Palavras-chave: Direitos sociais, escassez de recursos, mínimo existencial, Desvinculação das Receitas da União.


Sumário: 1.Notas introdutórias. 2. Posição dos direitos sociais e o mínimo existencial. 3. Notas sobre a reserva do possível e a escassez de recursos. 4. As desvinculações das receitas da União – DRU. 5. Vinculações Constitucionais e a DRU. 6. Considerações finais. Referências


1 Notas introdutórias


O corpo social clama pela efetivação dos direitos sociais, cabendo aos juristas analisar como seria possível transformar os dispositivos constitucionais em realidade fática e cotidiana, mediante a participação do Poder Judiciário, e, principalmente, tendo em vista a escassez de recursos.


Os direitos sociais – direitos humanos de segunda dimensão – são conhecidos pelas normas programáticas que os definem, que retirariam deles a aplicação imediata preconizada constitucionalmente (artigo 5º, §1º, da CR/88).

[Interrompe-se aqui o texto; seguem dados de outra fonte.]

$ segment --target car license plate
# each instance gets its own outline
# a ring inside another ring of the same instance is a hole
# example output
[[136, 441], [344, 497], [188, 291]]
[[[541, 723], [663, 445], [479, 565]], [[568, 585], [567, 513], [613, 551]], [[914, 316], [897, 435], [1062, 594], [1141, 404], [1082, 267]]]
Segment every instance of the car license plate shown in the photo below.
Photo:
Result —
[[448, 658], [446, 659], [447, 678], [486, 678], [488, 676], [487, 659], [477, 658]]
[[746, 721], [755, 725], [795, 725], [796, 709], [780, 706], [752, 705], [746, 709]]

A dúvida cinge-se em saber em que medida será cabível a participação do Poder Judiciário na implementação de políticas públicas, de modo a zelar pelo princípio da separação dos poderes, e, ao mesmo tempo, promover a efetivação dos direitos sociais através de decisões judiciais.


Na busca de um fundamento plausível para a defesa da judicialização das políticas públicas, e a forma com que esta seria implementada, diversas teorias favoráveis já foram apresentadas, bem como argumentos contrários.

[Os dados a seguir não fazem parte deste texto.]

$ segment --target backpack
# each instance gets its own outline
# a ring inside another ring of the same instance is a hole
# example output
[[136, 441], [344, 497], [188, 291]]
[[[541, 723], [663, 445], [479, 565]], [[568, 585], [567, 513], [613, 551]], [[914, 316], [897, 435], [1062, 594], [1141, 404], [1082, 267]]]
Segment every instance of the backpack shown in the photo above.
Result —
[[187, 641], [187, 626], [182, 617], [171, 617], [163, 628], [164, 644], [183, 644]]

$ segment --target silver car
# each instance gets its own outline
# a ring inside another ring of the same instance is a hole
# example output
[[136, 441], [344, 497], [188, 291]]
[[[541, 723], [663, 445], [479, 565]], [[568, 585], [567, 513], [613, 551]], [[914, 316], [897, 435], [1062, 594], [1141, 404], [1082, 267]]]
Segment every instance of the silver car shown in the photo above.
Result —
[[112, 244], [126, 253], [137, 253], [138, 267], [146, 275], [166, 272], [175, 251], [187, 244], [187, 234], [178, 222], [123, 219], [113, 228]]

Sobre o tema, mencione-se que ele nos remete à questão orçamentária no sentido de verificar em que medida os cofres públicos estão disponíveis para custear os direitos sociais. Assim, a Constituição da República determinou um sistema de federalismo participativo, com a repartição da receita entre a União, os Estados-membros, e os Municípios, bem como indicou destino a algumas delas para atender a finalidades específicas.


Nessa linha de raciocínio, já foi defendida a existência do princípio da afetação para as contribuições sociais, que vincula o sujeito ativo da obrigação tributária a empregar a arrecadação nos fins que motivaram a sua criação. É a partir do princípio da não-afetação dos impostos, disposto no artigo 167, IV, da CR/88, que se alcançou a afetação a órgão, despesa ou fundo, das outras espécies tributárias como a taxa, contribuições sociais, entre outras.[1]


As contribuições sociais foram instituídas para financiar a seguridade social, que compreende: o direito à saúde, à assistência social e à previdência social. Logo, pela lógica constitucional, os recursos oriundos dessas contribuições terão como destino o gasto esses direitos.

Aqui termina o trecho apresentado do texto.